US 11,934,967 B2
Providing component recommendation using machine learning
Jayaprakash Vijayan, Dublin, CA (US); Ved Surtani, Gurgaon (IN); Nitika Gupta, Bengaluru (IN); Pratheek Manjunath Bharadwaj, Mysore (IN); and Indrajit Saha, Panagarh Bazar (IN)
Assigned to Tekion Corp, Pleasanton, CA (US)
Filed by Tekion Corp, Pleasanton, CA (US)
Filed on Mar. 22, 2023, as Appl. No. 18/125,028.
Application 18/125,028 is a continuation of application No. 17/403,477, filed on Aug. 16, 2021.
Prior Publication US 2023/0222365 A1, Jul. 13, 2023
This patent is subject to a terminal disclaimer.
Int. Cl. G06Q 30/0601 (2023.01); G06N 5/04 (2023.01); G06N 20/00 (2019.01); G06Q 10/20 (2023.01); G06Q 30/016 (2023.01); G06Q 30/0202 (2023.01)

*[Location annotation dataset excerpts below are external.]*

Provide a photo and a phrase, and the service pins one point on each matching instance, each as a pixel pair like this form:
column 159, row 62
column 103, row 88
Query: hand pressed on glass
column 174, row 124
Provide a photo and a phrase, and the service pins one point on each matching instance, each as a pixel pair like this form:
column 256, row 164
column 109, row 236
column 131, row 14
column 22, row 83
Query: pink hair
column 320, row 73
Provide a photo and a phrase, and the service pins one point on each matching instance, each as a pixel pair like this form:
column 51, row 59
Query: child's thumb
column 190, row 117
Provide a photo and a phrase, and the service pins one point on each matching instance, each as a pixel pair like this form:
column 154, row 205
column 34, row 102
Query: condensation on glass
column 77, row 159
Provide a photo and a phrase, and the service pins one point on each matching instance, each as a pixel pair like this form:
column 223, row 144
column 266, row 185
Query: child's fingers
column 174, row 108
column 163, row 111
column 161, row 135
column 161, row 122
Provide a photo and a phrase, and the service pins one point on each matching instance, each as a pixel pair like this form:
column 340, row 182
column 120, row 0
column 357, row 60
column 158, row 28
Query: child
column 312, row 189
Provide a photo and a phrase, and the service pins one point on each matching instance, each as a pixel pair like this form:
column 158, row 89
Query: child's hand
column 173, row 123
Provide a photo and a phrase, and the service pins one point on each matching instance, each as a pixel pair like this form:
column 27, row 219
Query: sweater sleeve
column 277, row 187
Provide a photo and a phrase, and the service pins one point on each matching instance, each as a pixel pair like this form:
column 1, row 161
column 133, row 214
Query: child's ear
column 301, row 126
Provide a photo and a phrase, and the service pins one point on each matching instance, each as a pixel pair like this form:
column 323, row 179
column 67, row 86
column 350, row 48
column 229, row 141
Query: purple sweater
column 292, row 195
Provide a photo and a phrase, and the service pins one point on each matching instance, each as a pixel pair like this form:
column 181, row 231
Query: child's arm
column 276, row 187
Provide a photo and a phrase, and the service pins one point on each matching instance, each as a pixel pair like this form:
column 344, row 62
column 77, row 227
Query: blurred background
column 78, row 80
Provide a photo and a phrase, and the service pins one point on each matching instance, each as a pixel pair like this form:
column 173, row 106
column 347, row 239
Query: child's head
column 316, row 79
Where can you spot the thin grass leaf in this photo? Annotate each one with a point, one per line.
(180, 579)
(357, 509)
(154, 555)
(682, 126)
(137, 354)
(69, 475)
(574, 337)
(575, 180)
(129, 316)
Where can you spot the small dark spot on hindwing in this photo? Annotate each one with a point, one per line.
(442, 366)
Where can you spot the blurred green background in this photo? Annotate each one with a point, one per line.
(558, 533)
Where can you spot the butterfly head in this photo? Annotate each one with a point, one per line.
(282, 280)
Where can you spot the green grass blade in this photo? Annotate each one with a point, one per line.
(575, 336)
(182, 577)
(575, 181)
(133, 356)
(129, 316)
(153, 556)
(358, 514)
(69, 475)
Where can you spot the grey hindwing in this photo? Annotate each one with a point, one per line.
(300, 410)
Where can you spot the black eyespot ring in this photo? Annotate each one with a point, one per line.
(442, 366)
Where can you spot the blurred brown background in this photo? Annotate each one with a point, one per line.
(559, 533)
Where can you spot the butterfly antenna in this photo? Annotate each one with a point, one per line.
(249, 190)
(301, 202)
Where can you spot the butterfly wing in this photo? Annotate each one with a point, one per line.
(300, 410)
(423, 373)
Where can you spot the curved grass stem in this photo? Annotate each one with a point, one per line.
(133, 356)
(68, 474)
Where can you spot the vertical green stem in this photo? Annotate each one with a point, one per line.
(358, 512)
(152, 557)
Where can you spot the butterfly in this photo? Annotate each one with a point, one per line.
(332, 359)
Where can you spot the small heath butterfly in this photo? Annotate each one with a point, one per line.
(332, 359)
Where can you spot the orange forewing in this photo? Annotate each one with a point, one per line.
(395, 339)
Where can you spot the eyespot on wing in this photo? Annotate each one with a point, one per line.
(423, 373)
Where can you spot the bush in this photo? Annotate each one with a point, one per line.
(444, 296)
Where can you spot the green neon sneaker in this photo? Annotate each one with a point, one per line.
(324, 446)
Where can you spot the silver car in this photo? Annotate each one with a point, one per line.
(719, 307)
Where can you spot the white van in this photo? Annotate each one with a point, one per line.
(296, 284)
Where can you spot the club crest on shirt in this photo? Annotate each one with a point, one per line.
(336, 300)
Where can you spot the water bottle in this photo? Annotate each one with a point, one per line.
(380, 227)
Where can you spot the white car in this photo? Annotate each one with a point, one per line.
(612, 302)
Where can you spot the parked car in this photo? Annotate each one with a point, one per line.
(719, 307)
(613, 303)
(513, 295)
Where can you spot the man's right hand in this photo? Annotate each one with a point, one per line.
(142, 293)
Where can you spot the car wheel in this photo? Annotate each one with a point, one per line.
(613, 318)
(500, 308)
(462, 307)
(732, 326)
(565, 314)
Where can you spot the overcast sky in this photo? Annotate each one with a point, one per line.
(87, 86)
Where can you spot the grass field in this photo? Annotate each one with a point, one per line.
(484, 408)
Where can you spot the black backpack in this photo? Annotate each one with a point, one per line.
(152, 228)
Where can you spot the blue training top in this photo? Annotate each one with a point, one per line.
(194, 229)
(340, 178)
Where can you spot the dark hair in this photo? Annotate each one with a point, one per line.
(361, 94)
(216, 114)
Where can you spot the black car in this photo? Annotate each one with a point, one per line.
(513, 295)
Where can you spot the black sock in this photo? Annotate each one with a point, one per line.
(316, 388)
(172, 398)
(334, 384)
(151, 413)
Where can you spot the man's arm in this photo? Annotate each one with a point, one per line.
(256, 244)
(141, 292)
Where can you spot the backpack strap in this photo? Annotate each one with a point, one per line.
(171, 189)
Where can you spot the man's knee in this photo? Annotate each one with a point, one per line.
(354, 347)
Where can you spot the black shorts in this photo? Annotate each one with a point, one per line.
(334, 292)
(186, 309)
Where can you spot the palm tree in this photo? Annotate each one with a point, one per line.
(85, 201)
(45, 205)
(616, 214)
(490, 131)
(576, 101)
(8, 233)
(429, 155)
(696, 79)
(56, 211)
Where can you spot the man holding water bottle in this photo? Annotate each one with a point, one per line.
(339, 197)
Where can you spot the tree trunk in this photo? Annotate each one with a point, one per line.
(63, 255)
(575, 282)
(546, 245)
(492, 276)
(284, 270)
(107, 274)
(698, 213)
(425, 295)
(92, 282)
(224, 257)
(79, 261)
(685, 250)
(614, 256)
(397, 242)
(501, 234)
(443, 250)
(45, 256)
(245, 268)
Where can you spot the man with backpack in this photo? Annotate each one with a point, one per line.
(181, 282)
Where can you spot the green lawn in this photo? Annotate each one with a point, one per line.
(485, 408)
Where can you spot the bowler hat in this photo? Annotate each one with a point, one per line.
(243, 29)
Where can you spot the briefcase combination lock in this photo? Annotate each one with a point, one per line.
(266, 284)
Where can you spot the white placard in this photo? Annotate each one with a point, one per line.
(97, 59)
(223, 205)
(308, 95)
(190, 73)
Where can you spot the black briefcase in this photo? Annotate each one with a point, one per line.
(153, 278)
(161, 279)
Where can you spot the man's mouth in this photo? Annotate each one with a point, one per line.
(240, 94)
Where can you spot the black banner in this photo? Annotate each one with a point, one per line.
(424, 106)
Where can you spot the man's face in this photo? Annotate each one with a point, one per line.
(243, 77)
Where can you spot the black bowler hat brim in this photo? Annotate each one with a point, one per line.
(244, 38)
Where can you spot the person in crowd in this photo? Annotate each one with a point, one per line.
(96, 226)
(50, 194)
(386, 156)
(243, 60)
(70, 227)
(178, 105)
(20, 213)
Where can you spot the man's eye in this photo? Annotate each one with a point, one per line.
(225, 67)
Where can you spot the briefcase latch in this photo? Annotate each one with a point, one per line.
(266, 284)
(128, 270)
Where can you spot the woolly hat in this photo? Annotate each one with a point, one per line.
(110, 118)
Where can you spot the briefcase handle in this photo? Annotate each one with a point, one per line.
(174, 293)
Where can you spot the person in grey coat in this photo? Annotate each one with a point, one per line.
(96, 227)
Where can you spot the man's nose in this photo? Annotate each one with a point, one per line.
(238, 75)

CPC G06N 5/04 (2013.01) [G06N 20/00 (2019.01); G06Q 10/20 (2013.01); G06Q 30/016 (2013.01); G06Q 30/0202 (2013.01); G06Q 30/0631 (2013.01)] 20 Claims
OG exemplary drawing
 
1. A computer-implemented method for generating recommended components for an object of a user comprising:
accessing, by a management system, a first plurality of historical component entries of a plurality of different entities, wherein each of the first plurality of historical component entries includes an identifier of a component of an object previously purchased by a respective user and an identifier of a service previously performed on the object at a respective entity from the plurality of different entities after the purchase of the object, the component of the object acquired in conjunction with the service being previously performed on the object;
training, by the management system, a machine learning model using training data that is based at least in part on the identifier of the component of the object and the identifier of the service included in each of the first plurality of historical component entries, the trained machine learning model configured to predict for each of a plurality of predetermined component classifications a likelihood of selection of a component corresponding to one of the plurality of predetermined component classifications;
receiving, by the management system, a request for a service to be performed on the object previously purchased by the user at an entity from the plurality of different entities, the request including attributes of the object that was previously purchased by the user and a specific service for the entity to perform on the object at the entity;
applying, by the management system, the attributes of the object to the trained machine learning model responsive to the request, the trained machine learning model outputting for each of the plurality of predetermined component classifications a prediction of the likelihood of user selection of the component corresponding to the predetermined component classification based on the attributes of the object applied to the trained machine learning model;
determining, by the management system, a recommended set of components for the object that are provided by the entity based on the prediction for each of the plurality of predetermined componenet classications; and
providing, by the management system, the recommended set of components for the object to acquire by the user in conjunction with the specific service that was requested by the user being performed on the object at the entity along with a response to the request for the service.